Privacy

After the initial installation (if following the installation script), the application makes no outbound network requests. All speech recognition, command execution, dictation, and AI inference run entirely on the host machine.

While no data is ever transmitted externally, some data is stored locally on the user’s machine. This is covered in the sections below.

Stored Data

Logs

The application has two distinct logging mechanisms: developer logs and an activity tracker. Developer logs are conventional Python logging module outputs. The activity tracker is a separate structured JSONL logger that records security-salient operations (dictation and command execution).

No Logs Policy by Default

The application always ships with both logging mechanisms disabled by default. They can be individually enabled in the application config:

# vocalance/app/config/logging_config.py
enable_logs: bool = Field(default=False, ...)

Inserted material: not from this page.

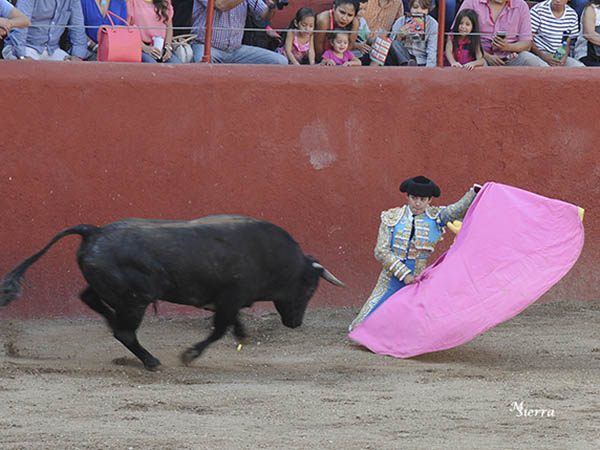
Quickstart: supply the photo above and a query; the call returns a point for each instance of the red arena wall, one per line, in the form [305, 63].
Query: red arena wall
[319, 151]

# vocalance/app/config/app_config.py → ActivityTrackingConfig
enabled: bool = Field(default=False, ...)

The CI pipeline enforces these defaults via static AST analysis on every build. A commit that flips either default to True will not produce a release (see Releases).

When developer logging is enabled, output goes to stdout and to:

%APPDATA%\Vocalance\logs\<YYYYMMDD_HHMMSS>\app.log

Developer logs may incidentally include dictated phrases or executed command names. They are intended for active development only.

When the activity tracker is enabled, it writes one JSON record per event to:

%APPDATA%\Vocalance\activity_logs\activity_<YYYYMMDD_HHMMSS>.jsonl

Each record follows this structure:

{
  "timestamp": "2026-06-21T00:30:00.000000+00:00",
  "run_id": "<uuid4>",
  "event_type": "dictation",
  "dictation": {
    "text": "the final typed text",
    "mode": "standard",
    "session_id": "<uuid4>",
    "llm_enhanced": false,
    "active_modifiers": []
  }
}
{
  "timestamp": "2026-06-21T00:30:05.000000+00:00",
  "run_id": "<uuid4>",
  "event_type": "automation",
  "automation": {
    "command_key": "copy",
    "action_type": "hotkey",
    "action_value": "ctrl+c",
    "count": 1,
    "is_custom": false,
    "functional_group": "clipboard",
    "short_description": "Copy selection"
  }
}

The activity tracker is intended for enterprise deployments requiring an audit trail of OS-level commands and dictation output. Treat these files as sensitive when enabled.

User Data

Besides logs, the application stores and persists a range of user-specific data. This may include:

  • user settings (integer or boolean values controlling preferences over VAD sensitivity, grid cell count, etc.)

  • JSON mappings for custom command hotkeys and command phrase overrides

  • user generated sound recordings (if the user has recorded any)

  • named screen position coordinates to support mark functionality

  • saved LLM prompts (if the AI feature is enabled and the user has provided any)

  • dictation aliases (if the user has defined any)

No dictation outputs or user audio is ever stored on disk.

All of this data is stored and freely auditable by the user at:

%APPDATA%\Vocalance\

Data Classification

None of the above data is intrinsically sensitive. Three categories could contain sensitive content depending on what the user puts in them:

  • Sound recordings — audio samples used for custom sound commands. These are typically short non-verbal clips, though the user controls what is recorded.

  • Saved LLM prompts — prompt templates for the Smart and Amend dictation modes. These are only present if the AI functionality was enabled at installation time. Their sensitivity depends entirely on what the user writes in them.

  • Dictation Aliases — user-defined text that can be substituted for other text during dictation. See Alias Sanitisation for the validation controls applied to alias content.